Re: [PATCH 0/7] block/nbd: decouple reconnect from drain

2021-04-07 Thread Vladimir Sementsov-Ogievskiy

07.04.2021 10:45, Roman Kagan wrote:

On Wed, Mar 17, 2021 at 11:35:31AM +0300, Vladimir Sementsov-Ogievskiy wrote:

15.03.2021 09:06, Roman Kagan wrote:

The reconnection logic doesn't need to stop while in a drained section.
Moreover it has to be active during the drained section, as the requests
that were caught in-flight with the connection to the server broken can
only usefully get drained if the connection is restored.  Otherwise such
requests can only either stall resulting in a deadlock (before
8c517de24a), or be aborted defeating the purpose of the reconnection
machinery (after 8c517de24a).

This series aims to just stop messing with the drained section in the
reconnection code.

While doing so it undoes the effect of 5ad81b4946 ("nbd: Restrict
connection_co reentrance"); as I've missed the point of that commit I'd
appreciate more scrutiny in this area.

Roman Kagan (7):
block/nbd: avoid touching freed connect_thread
block/nbd: use uniformly nbd_client_connecting_wait
block/nbd: assert attach/detach runs in the proper context
block/nbd: transfer reconnection stuff across aio_context switch
block/nbd: better document a case in nbd_co_establish_connection
block/nbd: decouple reconnect from drain
block/nbd: stop manipulating in_flight counter

   block/nbd.c  | 191 +++
   nbd/client.c |   2 -
   2 files changed, 86 insertions(+), 107 deletions(-)




Hmm. The huge source of problems for this series is weird logic around
drain and aio context switch in NBD driver.

Why do we have all these too complicated logic with abuse of in_flight
counter in NBD? The answer is connection_co. NBD differs from other
drivers, it has a coroutine independent of request coroutines. And we
have to move this coroutine carefully to new aio context. We can't
just enter it from the new context, we want to be sure that
connection_co is in one of yield points that supports reentering.

I have an idea of how to avoid this thing: drop connection_co at all.

1. nbd negotiation goes to connection thread and becomes independent
of any aio context.

2. waiting for server reply goes to request code. So, instead of
reading the replay from socket always in connection_co, we read in the
request coroutine, after sending the request. We'll need a CoMutex for
it (as only one request coroutine should read from socket), and be
prepared to coming reply is not for _this_ request (in this case we
should wake another request and continue read from socket).

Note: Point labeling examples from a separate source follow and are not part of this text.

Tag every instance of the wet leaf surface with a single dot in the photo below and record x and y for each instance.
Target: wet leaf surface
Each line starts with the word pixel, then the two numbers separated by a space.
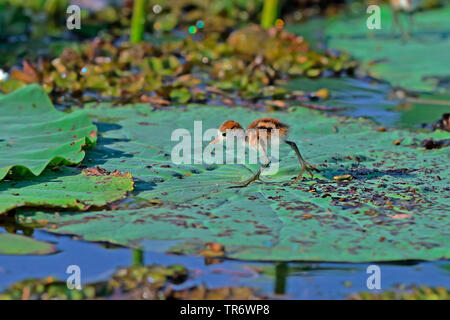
pixel 408 63
pixel 65 188
pixel 21 245
pixel 34 135
pixel 318 219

The problem with this approach is that it would change the reconnect
behavior.

Currently connection_co purpose is three-fold:

1) receive the header of the server response, identify the request it
pertains to, and wake the resective request coroutine

2) take on the responsibility to reestablish the connection when it's
lost

3) monitor the idle connection and initiate the reconnect as soon as the
connection is lost

Points 1 and 2 can be moved to the request coroutines indeed.  However I
don't see how to do 3 without an extra ever-running coroutine.
Sacrificing it would mean that a connection loss wouldn't be noticed and
the recovery wouldn't be attempted until a request arrived.

This change looks to me like a degradation compared to the current
state.



For 3 we can check the connection by timeout:

 - getsockopt( .. SO_ERROR .. ), which could be done from bs aio context, or 
even from reconnect-thread context

 - or, we can create a PING request: just use some request with parameters for 
which we are sure that NBD server should do no action but report some expected 
error. We can create such request by timeout when there no more requests, just 
to check that connection still works.

Note, that neither of this (and nor current [3] which is just endless read from 
socket) will work only with keep-alive set, which is not by default for now.

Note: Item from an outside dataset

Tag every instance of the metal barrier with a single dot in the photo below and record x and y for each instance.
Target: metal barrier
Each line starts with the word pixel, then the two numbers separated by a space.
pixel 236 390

Anyway I think first step is splitting connect-thread out of nbd.c which is 
overcomplicated now, I'm going to send a refactoring series for this.

--
Best regards,
Vladimir



Re: [PATCH 0/7] block/nbd: decouple reconnect from drain

2021-04-07 Thread Roman Kagan
On Wed, Mar 17, 2021 at 11:35:31AM +0300, Vladimir Sementsov-Ogievskiy wrote:
> 15.03.2021 09:06, Roman Kagan wrote:
> > The reconnection logic doesn't need to stop while in a drained section.
> > Moreover it has to be active during the drained section, as the requests
> > that were caught in-flight with the connection to the server broken can
> > only usefully get drained if the connection is restored.  Otherwise such
> > requests can only either stall resulting in a deadlock (before
> > 8c517de24a), or be aborted defeating the purpose of the reconnection
> > machinery (after 8c517de24a).
> > 
> > This series aims to just stop messing with the drained section in the
> > reconnection code.
> > 
> > While doing so it undoes the effect of 5ad81b4946 ("nbd: Restrict
> > connection_co reentrance"); as I've missed the point of that commit I'd
> > appreciate more scrutiny in this area.
> > 
> > Roman Kagan (7):
> >block/nbd: avoid touching freed connect_thread
> >block/nbd: use uniformly nbd_client_connecting_wait
> >block/nbd: assert attach/detach runs in the proper context
> >block/nbd: transfer reconnection stuff across aio_context switch
> >block/nbd: better document a case in nbd_co_establish_connection
> >block/nbd: decouple reconnect from drain
> >block/nbd: stop manipulating in_flight counter
> > 
> >   block/nbd.c  | 191 +++
> >   nbd/client.c |   2 -
> >   2 files changed, 86 insertions(+), 107 deletions(-)
> > 
> 
> 
> Hmm. The huge source of problems for this series is weird logic around
> drain and aio context switch in NBD driver.
> 
> Why do we have all these too complicated logic with abuse of in_flight
> counter in NBD? The answer is connection_co. NBD differs from other
> drivers, it has a coroutine independent of request coroutines. And we
> have to move this coroutine carefully to new aio context. We can't
> just enter it from the new context, we want to be sure that
> connection_co is in one of yield points that supports reentering.
> 
> I have an idea of how to avoid this thing: drop connection_co at all.
> 
> 1. nbd negotiation goes to connection thread and becomes independent
> of any aio context.
> 
> 2. waiting for server reply goes to request code. So, instead of
> reading the replay from socket always in connection_co, we read in the
> request coroutine, after sending the request. We'll need a CoMutex for
> it (as only one request coroutine should read from socket), and be
> prepared to coming reply is not for _this_ request (in this case we
> should wake another request and continue read from socket).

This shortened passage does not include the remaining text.